Chris Cillizza, the poster-child of everything that is wrong
about political journalism, whines
about lack of access to the Clinton campaign:
Do you not think it is of value to know how Hillary Clinton spent her time since leaving the State Department? And how the Clinton Foundation handled its business with various donors who would, undoubtedly, still be in the picture if she was elected president? Or what she thinks of the Trans-Pacific Partnership and the fight currently happening in Congress? Or Iran? Or the Middle East?
You get the idea. The role of the media in this process is to show voters who these people are, really, and to explain how these people would govern the country if elected. Like the media or not, that’s a very important role — and one that is essential to a functioning democracy.
Such pompous bullshit from the asshole who once wrote
My job is to assess not the rightness of each argument but to deal in the real world of campaign politics in which perception often (if not always) trumps reality. I deal in the world as voters believe it is, not as I (or anyone else) thinks it should be.

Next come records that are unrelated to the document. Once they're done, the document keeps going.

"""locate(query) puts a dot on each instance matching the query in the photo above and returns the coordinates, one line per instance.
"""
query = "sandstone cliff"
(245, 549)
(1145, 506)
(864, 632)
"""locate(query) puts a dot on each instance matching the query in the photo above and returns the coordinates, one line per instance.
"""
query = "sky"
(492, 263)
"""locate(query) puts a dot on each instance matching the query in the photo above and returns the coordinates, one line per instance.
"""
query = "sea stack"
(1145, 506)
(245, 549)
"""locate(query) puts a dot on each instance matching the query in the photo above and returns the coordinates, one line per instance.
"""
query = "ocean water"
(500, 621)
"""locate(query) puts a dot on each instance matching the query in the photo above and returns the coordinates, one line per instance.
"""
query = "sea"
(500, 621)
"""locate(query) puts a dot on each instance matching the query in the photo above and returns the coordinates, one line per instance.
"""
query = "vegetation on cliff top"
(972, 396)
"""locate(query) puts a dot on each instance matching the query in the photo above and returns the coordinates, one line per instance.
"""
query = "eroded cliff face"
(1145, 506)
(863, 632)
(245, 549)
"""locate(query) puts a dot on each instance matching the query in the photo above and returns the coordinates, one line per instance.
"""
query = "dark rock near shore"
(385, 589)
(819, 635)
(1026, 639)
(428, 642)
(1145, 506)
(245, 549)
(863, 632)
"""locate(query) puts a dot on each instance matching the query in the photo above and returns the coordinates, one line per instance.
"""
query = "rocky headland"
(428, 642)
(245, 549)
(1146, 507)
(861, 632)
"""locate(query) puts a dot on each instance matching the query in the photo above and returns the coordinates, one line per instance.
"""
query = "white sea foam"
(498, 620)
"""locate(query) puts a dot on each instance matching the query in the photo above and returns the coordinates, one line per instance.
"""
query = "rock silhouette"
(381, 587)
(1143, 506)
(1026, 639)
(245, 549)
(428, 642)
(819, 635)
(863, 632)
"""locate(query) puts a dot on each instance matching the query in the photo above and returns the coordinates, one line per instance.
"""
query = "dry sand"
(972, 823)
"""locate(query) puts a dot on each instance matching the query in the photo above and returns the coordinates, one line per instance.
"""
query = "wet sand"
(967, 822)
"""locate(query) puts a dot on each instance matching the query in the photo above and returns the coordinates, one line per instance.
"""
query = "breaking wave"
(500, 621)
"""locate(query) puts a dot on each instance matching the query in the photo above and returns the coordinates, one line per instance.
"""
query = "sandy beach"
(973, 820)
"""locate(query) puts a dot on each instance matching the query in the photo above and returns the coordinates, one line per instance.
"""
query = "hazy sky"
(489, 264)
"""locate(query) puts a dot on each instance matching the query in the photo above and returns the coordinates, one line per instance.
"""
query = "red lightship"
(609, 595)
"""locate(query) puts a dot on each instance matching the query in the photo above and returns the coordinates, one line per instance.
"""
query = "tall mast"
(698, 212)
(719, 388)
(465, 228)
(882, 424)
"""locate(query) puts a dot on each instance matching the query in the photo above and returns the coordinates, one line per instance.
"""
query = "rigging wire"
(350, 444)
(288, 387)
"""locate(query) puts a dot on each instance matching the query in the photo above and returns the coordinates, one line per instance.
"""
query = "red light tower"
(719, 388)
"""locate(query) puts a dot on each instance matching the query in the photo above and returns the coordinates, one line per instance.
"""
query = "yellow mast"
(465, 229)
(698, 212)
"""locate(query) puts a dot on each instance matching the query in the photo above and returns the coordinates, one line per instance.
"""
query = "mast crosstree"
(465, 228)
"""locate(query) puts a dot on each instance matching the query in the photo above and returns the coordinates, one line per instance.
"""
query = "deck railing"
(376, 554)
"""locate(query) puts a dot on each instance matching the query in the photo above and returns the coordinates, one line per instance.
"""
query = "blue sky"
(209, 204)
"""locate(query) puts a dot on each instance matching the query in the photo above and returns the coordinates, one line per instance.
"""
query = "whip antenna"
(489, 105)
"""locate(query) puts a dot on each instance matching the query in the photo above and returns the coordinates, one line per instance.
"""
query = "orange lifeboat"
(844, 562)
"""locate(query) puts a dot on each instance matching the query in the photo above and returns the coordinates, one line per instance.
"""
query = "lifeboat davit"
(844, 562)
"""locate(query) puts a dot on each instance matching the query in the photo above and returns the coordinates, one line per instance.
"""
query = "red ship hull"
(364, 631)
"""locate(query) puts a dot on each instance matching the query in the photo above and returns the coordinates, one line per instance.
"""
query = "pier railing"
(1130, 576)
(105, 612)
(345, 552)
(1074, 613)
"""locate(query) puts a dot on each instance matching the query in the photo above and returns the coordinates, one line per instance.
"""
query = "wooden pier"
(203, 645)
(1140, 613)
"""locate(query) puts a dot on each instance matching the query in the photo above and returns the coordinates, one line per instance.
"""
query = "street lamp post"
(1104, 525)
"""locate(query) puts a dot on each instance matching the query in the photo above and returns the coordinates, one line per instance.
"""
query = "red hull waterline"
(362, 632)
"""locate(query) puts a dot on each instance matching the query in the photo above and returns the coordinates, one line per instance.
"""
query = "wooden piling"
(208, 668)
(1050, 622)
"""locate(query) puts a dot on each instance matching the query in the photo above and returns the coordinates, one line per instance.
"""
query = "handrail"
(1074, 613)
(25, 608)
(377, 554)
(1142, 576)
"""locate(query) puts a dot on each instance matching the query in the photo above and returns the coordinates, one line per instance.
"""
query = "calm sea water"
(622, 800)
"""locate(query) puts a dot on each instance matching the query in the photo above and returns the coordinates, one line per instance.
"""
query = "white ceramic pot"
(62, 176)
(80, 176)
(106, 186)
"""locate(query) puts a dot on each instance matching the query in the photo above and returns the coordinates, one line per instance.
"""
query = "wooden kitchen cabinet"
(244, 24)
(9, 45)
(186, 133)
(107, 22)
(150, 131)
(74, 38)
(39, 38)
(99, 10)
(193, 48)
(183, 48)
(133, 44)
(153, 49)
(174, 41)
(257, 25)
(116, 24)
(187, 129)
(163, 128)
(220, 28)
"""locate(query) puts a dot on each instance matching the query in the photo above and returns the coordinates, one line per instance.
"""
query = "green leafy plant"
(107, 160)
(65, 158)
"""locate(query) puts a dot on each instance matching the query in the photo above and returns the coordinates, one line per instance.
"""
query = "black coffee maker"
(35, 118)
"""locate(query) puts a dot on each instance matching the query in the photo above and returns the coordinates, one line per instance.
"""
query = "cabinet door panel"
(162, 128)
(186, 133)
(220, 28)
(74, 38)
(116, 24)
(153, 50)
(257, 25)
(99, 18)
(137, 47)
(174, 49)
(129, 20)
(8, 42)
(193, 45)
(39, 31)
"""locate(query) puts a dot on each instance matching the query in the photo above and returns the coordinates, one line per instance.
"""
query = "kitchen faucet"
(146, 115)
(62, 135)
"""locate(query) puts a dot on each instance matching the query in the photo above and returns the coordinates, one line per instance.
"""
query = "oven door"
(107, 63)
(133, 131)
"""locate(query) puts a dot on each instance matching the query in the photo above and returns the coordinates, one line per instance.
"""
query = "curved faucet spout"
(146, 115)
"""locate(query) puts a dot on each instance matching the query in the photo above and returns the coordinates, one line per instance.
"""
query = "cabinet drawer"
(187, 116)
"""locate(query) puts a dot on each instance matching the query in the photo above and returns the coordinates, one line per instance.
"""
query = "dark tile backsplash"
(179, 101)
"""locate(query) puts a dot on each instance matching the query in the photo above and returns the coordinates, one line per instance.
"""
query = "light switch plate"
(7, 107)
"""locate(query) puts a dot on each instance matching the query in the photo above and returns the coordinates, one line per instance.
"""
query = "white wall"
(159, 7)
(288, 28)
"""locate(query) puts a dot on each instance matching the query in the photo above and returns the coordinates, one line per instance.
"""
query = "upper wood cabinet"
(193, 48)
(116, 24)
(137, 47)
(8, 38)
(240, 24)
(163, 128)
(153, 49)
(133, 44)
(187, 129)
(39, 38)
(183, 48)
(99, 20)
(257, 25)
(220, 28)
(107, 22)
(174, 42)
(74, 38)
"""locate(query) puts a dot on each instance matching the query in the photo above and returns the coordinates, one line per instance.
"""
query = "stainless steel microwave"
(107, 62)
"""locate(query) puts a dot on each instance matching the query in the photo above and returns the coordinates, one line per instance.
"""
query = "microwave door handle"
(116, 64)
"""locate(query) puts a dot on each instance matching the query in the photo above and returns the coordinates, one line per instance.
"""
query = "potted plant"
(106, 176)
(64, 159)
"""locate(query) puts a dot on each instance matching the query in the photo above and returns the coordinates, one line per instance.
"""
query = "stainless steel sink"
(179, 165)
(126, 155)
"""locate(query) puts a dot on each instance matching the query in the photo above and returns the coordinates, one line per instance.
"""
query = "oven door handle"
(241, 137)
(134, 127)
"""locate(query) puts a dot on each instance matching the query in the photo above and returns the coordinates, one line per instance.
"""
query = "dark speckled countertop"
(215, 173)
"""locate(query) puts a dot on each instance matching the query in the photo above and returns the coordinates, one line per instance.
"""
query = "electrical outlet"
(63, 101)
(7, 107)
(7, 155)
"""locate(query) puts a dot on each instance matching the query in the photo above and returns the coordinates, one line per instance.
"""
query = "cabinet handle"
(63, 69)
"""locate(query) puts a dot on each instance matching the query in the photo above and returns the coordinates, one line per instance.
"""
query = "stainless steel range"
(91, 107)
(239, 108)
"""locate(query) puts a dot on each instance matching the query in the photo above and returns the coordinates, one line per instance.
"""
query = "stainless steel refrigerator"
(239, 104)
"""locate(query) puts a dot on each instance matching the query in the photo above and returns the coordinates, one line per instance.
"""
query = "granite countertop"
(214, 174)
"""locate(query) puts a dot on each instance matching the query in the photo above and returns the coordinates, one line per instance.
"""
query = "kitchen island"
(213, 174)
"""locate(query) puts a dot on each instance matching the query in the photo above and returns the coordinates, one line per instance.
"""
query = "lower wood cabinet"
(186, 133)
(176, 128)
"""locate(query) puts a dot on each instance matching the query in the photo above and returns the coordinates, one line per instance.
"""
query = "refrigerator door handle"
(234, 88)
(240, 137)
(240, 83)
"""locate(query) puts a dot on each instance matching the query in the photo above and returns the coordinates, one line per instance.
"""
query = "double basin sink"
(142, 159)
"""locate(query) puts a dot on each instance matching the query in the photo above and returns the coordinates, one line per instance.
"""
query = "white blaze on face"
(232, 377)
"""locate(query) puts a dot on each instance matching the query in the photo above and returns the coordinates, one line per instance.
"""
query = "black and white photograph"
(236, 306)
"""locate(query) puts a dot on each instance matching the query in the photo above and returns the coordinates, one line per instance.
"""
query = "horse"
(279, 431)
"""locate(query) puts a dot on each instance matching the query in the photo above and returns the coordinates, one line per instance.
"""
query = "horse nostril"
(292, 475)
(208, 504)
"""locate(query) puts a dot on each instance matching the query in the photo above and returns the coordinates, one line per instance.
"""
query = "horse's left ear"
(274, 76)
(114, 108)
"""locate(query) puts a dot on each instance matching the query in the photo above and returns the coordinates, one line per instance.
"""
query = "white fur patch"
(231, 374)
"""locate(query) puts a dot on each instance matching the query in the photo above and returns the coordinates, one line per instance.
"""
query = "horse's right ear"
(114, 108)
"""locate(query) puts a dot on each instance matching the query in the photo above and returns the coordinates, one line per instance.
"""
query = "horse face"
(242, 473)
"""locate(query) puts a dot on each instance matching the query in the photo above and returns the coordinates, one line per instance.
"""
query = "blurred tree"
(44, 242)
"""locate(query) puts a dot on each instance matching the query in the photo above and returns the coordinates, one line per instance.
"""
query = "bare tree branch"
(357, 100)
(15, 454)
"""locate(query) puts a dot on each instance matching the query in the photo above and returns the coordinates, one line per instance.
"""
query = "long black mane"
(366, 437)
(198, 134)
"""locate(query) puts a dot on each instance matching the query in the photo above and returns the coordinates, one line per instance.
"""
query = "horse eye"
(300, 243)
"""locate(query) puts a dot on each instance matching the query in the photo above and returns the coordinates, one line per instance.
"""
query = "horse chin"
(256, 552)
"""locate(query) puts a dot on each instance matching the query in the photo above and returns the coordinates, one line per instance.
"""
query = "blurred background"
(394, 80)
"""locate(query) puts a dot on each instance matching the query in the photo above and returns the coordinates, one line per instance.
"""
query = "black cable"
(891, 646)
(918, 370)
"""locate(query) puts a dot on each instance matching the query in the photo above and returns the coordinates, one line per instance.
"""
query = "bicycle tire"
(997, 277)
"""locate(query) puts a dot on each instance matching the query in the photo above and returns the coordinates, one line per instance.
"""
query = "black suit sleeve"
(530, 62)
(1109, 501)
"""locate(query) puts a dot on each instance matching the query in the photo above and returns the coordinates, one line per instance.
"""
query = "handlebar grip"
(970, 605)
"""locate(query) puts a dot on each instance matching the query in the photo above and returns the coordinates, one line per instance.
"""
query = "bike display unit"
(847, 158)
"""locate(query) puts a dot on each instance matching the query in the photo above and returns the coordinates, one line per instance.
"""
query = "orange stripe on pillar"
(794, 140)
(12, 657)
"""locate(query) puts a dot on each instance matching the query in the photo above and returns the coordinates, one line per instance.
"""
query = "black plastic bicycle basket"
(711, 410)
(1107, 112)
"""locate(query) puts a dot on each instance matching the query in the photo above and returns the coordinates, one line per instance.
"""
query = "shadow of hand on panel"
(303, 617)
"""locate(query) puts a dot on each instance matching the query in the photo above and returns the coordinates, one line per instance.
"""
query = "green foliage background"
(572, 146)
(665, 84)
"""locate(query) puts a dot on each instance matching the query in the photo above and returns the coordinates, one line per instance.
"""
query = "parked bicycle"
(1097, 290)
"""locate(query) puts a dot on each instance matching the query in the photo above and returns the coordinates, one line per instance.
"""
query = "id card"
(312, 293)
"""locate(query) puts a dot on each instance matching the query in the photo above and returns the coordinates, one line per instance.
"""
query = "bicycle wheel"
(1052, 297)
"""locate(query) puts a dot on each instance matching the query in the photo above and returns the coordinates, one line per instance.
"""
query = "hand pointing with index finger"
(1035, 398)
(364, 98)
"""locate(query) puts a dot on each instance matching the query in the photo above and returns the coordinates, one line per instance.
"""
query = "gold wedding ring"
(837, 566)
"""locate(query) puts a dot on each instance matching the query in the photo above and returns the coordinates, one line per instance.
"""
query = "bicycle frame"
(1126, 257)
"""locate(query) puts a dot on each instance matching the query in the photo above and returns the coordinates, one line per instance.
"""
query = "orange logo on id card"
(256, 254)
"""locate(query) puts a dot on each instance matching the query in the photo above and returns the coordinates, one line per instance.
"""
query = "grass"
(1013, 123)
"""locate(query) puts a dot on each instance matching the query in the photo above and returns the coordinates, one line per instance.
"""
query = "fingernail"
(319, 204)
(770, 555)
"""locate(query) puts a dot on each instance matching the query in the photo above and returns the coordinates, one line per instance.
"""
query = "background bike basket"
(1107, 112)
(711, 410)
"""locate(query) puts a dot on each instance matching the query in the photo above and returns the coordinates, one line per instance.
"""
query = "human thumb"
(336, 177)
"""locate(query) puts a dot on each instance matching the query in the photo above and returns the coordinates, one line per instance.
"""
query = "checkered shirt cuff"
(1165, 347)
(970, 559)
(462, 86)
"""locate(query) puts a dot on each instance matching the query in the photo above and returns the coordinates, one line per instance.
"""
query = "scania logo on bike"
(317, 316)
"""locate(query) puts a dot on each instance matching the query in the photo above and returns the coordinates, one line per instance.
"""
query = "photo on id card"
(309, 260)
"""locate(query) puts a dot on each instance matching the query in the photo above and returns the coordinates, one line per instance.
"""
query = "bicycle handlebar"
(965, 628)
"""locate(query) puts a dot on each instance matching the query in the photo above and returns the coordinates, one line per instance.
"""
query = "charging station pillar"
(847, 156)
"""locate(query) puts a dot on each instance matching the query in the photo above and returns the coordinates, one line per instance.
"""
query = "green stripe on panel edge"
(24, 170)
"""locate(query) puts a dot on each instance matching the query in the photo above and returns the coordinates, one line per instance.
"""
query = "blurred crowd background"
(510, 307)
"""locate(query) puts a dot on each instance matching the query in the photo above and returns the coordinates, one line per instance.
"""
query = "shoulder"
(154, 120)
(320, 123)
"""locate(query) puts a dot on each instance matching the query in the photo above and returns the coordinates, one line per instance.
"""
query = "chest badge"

Do voters need to be informed about Hillary's position on the Pacific trade deal? Of course. But no one is looking at Cillizza to deliver that information. He's even said he doesn't care whether an argument is right or not! Thankfully, in this day and age, he is as irrelevant as Mark Halperin's insipid
candidate scoring system.
The day when the political media was instrumental in getting a candidate's message out is over. Candidates now have myriad vehicles to communicate their message straight to the voters without having it wrung through the old media's filter. As consumers, this allows us to avoid the spin and biases of those reporters.
So who will ask the politicians the "hard questions"? Well, if by "hard questions" you mean ask whatever it is that has Fox News currently in a tizzy, then sure, the political hack reporters will do that. But if you're talking about things that actually matter to people, then don't hold your breath. The political press corps hasn't done that in forever.
The difference now is that no one reads their newspapers or watches their TV shows anymore. That era is over. In this age of social media, they genuinely don't matter. (And for the whiners, this response sums it up.)
So yes, if you're Hillary Clinton, you damn right ignore the dinosaur press corps. Fuck them. They haven't earned any respect, and there's nothing they can offer that is of any value to Hillary (or any other Democrat for that matter). And worst of all, there's nothing they can offer of value to the voters either.
It's now up to us and the partisan media to use modern media tools (like the social networks) to pressure our candidates to speak about the issues that we care about. It's not so easy as outsourcing it to the old press corps, but those guys weren't getting it done anyway.